CLion 2026.2 Help

マルチスレッド RTOS デバッグ

RTOS でデバッグする場合、CLion は FreeRTOSAzure RTOSZephyr のタスク(スレッド)を表示できます。 FreeRTOS の場合、 オブジェクトヒープも探索できます。

RTOS スレッドビューを有効にする

  1. 設定 | ビルド、実行、デプロイ | 組み込み開発 | RTOS 統合 に進みます。

  2. RTOS 統合を有効にする チェックボックスを設定し、オプションのリストから選択します。

    RTOS 統合の有効化

RTOS 統合は、 実行/デバッグ構成 (例えば Embedded GDB サーバーOpenOCD ダウンロード & 実行 )で利用できるように設計されています。

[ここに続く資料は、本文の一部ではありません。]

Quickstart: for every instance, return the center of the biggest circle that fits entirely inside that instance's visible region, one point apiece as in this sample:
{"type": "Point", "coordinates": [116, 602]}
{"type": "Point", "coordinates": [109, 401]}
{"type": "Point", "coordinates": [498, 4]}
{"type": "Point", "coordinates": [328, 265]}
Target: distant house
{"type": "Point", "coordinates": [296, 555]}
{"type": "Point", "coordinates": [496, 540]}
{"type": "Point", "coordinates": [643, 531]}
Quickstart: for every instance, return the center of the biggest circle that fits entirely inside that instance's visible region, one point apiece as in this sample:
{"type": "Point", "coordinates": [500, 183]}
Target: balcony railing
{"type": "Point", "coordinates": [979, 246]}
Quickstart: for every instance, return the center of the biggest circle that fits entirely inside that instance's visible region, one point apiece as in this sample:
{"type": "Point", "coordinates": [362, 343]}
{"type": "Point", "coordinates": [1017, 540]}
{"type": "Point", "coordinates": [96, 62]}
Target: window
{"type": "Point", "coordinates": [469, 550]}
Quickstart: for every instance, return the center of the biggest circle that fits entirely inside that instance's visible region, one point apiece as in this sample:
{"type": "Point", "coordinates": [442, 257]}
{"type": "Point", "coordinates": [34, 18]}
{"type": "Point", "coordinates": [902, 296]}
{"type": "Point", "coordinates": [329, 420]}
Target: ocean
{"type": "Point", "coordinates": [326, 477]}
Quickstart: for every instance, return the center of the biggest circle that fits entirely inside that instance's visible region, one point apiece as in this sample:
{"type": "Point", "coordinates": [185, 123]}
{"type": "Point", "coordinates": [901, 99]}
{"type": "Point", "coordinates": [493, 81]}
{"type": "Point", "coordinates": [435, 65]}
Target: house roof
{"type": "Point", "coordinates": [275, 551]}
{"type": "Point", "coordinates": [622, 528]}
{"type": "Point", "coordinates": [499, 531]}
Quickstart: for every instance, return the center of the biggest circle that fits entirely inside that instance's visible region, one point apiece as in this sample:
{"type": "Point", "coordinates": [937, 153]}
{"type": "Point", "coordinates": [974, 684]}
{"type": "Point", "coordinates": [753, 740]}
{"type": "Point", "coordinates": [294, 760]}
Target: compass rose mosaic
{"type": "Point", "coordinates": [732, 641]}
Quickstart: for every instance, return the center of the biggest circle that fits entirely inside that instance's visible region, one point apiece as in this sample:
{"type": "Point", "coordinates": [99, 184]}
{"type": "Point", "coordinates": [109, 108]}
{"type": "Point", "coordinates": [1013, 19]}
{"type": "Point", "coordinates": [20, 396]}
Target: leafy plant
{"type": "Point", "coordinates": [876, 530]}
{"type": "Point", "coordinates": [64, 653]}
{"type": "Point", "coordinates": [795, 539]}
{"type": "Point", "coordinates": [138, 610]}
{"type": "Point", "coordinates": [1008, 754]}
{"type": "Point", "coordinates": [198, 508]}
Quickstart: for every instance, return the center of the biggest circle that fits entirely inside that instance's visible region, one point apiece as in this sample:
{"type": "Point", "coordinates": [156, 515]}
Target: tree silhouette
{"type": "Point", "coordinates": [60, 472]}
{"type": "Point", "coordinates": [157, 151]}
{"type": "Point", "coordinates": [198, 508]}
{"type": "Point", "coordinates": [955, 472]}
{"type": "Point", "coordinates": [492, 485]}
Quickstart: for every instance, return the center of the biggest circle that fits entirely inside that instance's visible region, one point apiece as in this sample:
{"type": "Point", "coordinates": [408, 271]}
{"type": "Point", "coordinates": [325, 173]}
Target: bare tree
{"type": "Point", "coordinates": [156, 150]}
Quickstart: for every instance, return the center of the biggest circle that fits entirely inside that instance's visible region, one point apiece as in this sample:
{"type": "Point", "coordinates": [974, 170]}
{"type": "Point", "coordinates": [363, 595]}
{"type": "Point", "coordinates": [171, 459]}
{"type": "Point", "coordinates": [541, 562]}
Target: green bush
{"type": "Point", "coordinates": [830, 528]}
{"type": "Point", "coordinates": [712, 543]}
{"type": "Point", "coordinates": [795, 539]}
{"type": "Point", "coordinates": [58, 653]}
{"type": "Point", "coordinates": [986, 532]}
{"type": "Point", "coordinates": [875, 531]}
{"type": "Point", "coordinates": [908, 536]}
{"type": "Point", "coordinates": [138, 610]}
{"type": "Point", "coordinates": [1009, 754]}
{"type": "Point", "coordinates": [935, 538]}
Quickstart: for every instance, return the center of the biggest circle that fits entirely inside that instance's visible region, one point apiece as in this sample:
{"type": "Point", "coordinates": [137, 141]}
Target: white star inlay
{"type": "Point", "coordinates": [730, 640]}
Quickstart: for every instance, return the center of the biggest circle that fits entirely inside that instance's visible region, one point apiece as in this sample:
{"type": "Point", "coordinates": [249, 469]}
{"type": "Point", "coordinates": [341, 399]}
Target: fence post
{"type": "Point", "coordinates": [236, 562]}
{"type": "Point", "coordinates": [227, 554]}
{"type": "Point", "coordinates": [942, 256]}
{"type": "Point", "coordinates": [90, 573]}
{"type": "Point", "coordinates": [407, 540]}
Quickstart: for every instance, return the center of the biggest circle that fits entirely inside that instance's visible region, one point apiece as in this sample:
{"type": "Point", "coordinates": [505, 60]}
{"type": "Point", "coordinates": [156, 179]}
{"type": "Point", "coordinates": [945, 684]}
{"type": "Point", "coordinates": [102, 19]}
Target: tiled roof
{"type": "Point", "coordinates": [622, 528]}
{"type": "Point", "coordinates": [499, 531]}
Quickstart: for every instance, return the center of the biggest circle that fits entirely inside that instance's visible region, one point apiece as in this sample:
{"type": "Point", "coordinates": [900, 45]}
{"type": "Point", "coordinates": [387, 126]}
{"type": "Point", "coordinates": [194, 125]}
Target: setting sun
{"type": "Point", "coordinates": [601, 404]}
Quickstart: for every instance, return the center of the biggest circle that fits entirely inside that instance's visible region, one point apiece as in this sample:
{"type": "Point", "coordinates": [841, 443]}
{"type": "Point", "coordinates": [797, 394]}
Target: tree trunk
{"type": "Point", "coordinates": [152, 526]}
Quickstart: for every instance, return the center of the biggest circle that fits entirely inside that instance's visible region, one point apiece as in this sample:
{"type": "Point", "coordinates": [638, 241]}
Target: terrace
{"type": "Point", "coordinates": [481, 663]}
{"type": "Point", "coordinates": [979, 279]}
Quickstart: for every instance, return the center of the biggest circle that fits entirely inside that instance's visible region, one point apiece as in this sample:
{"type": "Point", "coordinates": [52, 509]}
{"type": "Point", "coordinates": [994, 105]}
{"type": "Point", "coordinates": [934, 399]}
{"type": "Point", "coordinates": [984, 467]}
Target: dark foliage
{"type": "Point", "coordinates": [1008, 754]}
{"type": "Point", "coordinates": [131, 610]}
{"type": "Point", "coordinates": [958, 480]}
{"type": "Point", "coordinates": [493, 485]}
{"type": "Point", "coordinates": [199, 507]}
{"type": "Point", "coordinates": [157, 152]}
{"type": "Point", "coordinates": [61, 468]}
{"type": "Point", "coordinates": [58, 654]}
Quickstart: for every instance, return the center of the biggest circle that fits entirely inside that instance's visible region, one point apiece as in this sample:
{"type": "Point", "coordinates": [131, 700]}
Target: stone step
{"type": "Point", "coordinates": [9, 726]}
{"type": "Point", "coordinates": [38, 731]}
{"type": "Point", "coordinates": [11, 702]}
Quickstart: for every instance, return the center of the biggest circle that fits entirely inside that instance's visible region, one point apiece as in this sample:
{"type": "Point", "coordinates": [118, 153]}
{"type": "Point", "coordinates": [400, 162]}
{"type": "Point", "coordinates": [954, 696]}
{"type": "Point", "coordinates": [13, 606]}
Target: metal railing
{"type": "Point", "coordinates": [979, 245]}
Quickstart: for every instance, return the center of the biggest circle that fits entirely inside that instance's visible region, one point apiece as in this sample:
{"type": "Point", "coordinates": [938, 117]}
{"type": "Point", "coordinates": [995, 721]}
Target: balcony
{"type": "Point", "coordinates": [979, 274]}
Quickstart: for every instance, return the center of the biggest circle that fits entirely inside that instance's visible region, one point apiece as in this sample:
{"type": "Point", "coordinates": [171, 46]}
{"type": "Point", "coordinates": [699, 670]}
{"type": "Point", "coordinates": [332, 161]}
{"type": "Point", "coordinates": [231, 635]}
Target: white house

例: QEMU(英語) エミュレーターを使用して組み込み GDB サーバー構成をセットアップする方法は次のとおりです。

組み込み GDB サーバーの構成例

FreeRTOS/Azure RTOS/Zephyr タスクビュー

上記のような構成をデバッグすると、FreeRTOS/Azure RTOS/Zephyr タスクが デバッグツールウィンドウスレッド & 変数 ペインに表示されます。

FreeRTOS スレッドビュー

タスクごとに、変数が 変数 ペインに表示されます。

RTOS タスクビューは 対称型マルチプロセッシング (SMP)(英語) でも機能します。 プロセッサーコアは同一で、同じメモリを共有する必要があります。

FreeRTOS オブジェクトビュー

FreeRTOS のオブジェクトを確認するには、 FreeRTOS オブジェクト タブに切り替えてください。 Task テーブルはステータス情報付きのタスクリストを表示し、 Queue テーブルは現在アクティブなキュー、セマフォ、ミューテックスを表示し、 Timer テーブルはソフトウェアタイマーを一覧表示します:

FreeRTOS オブジェクトビュー

このタブが正しく機能するようにするには、 FreeRTOSConfig.h で次の定義を構成します。

  • タスク番号とキュータイプを表示するには、 configUSE_TRACE_FACILITY を 1 に設定します。

  • タスク名を正しく表示するために、 configMAX_TASK_NAME_LEN をゼロより大きい値に設定してください。

  • タスクスタック情報を表示するには、 configRECORD_STACK_HIGH_ADDRESS を 1 に設定します。

  • ランタイム情報(タスクテーブルのランタイム列)を収集するには、 configUSE_TRACE_FACILITY および configGENERATE_RUN_TIME_STATS を 1 に設定します。

  • ゼロより大きい configQUEUE_REGISTRY_SIZE および vQueueAddToRegistry() を使用して、キュー、セマフォ、ミューテックスに名前を割り当てます。 タスク(作成時に名前を取得する)とは異なり、キューにはデフォルトで名前がないため、これは便利です。

CLion は、一部の定義が不足している場合に警告を表示します:

FreeRTOS は欠落を定義する

FreeRTOS ヒープビュー

FreeRTOS ヒープ タブには、すべてのデフォルトの FreeRTOS メモリ管理スキームの現在のヒープ使用量とメモリブロック割り当てが表示されます。